Continuous processes for the production of condensates using phosgene (for example, the production of aromatic polycarbonates or polyester carbonates or oligomers thereof) by the two-phase interfacial method generally have the disadvantage that more phosgene than is necessary for the product balance has to be used in order to accelerate the reaction and/or to improve phase separation. The excess phosgene is then degraded in the synthesis in the form of secondary products, for example additional sodium chloride or alkali metal carbonate compounds.
For example, a phosgene excess--based on the diphenolate used--of 20 to 60 mol-% is used in the continuous two-phase interfacial process for the conventional production of aromatic polycarbonates.

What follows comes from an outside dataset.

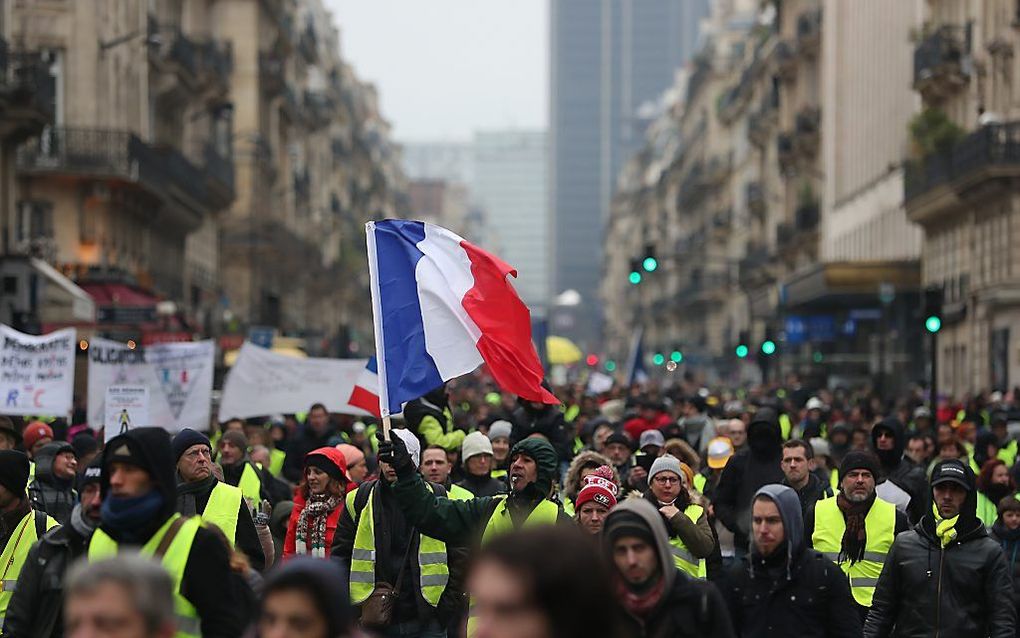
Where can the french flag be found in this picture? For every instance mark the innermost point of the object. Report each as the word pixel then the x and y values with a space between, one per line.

Thus, DOS 2,305,144 describes a process for the continuous production of polycarbonates, in which the two reactive phases are combined in the presence of amines in a mixing zone under essentially oil-in-water emulsion conditions and the phosgenation step takes place in a reaction zone after mixing. Specially designed flow arrangements are intended to ensure that the volume-time yield of the reaction is increased. The disadvantage lies in the large quantity of aqueous phase which promotes secondary phosgene reactions.
According to DOS 2,353,939, the properties of a polycarbonate produced by the two-phase interfacial method are said to be improved by controlling the reaction through adjustment of the pH value. The disadvantage lies in the excess phosgene used, in addition to which the process is not continuous.

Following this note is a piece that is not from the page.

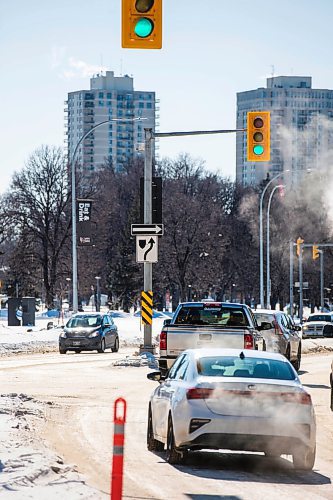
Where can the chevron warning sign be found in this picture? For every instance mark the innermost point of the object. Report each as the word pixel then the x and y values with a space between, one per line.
pixel 147 307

According to the teaching of EP 0,282,546 chlorocarbonate terminated condensates are said to be obtained with high phosgene yields by a version of the two-phase interfacial process in which a stable diphenol/water/sodium hydroxide suspension and phosgene are continuously introduced at the same time into an organic phase and the reaction product is subsequently isolated. pH values of 2 to 5 are maintained during the reaction. Disadvantages arise out of the technical problems involved in dosing the suspension and the low pH value which considerably increases the phosgenation time.
According to EP 0,263,432, chloroformyl-terminated condensates or polycarbonates can be produced from aqueous diphenolate solution and organic solution by introducing phosgene into a heterogeneous mixture at pH values of 8 to 11, at temperatures of 15 to 50.degree. C. and with a phosgene excess of at least 10 mol-% and continuing the phosgenation reaction with simultaneous introduction of alkali metal or alkaline earth metal hydroxides.
According to DOS 2,725,967, it is favorable to the phosgene yield of a continuous process if the aqueous phase and the organic phase containing dissolved phosgene are initially combined in a tube and subsequently introduced into a reactor of the tank type. The residence time in this tube should be between 0.5 and 15 seconds. The phosgene excess of the reaction is at least 10 mol-%. The disadvantage lies in the fact that the phosgene excess is still extremely high. In addition, the process is attended by the disadvantage that the phosgenation reaction takes place at unfavorable phase ratios (oil-to-water=0.2 to 1) so that separation of the two phases on completion of the reaction is definitely possible.
According to EP 0,306,838-A2, the phosgenation reaction is monitored in situ using an automatic chlorine detector. Carrying out the process in this way suppresses variations in the chemism of the reaction and is said distinctly to improve the technical properties of the polycarbonates. The concept on which the process is based lies in the recycling of unreacted diphenolate to the process. However, the process is attended by the disadvantage of secondary phosgene reactions which even take place during recycling.
According to EP-0,339,503-A2, the secondary phosgene reactions are said to be increased by the presence of a high initial sodium hydroxide concentration. According to this patent, therefore, the diphenol/sodium hydroxide/water solution is combined with the organic phases in an alkali/hydroxy ratio of less than 2:1 (less than equivalent quantity of alkali metal hydroxide), oligomers having a molecular weight of 300 to 3,000 g/mol being formed in this first reaction stage. The water-to-oil phase ratios are greater than 1. In addition, the secondary phosgene reactions are still extremely unfavorable.
According to EP-0,305,691-A2, a fine emulsion produced by intensive mixing is favorable to the reaction in the two-phase interfacial process, albeit with a very large excess of phosgene (20 to 100 mol-% excess). The large quantity of phosgene promotes good phase separation despite intensive mixing of the emulsion at the beginning of the reaction. However, the phosgene yield is extremely unfavorable.
Accordingly, the continuous production of condensates or polycondensates by the two-phase interfacial method has hitherto only been possible with a large excess of phosgene or in unfavorable phase ratios (use of water) or with phase separation problems.
According to non prepublished U.S. Pat. No. 5,043,203 polycarbonate is also prepared by a process comprising several steps. In contrast to the procedure according to instant invention there is no separate formation of a bisphenolate-solution at the beginning of the process. The corresponding European equivalent to the U.S. Pat. No. 5,043,203 has the number 0456052.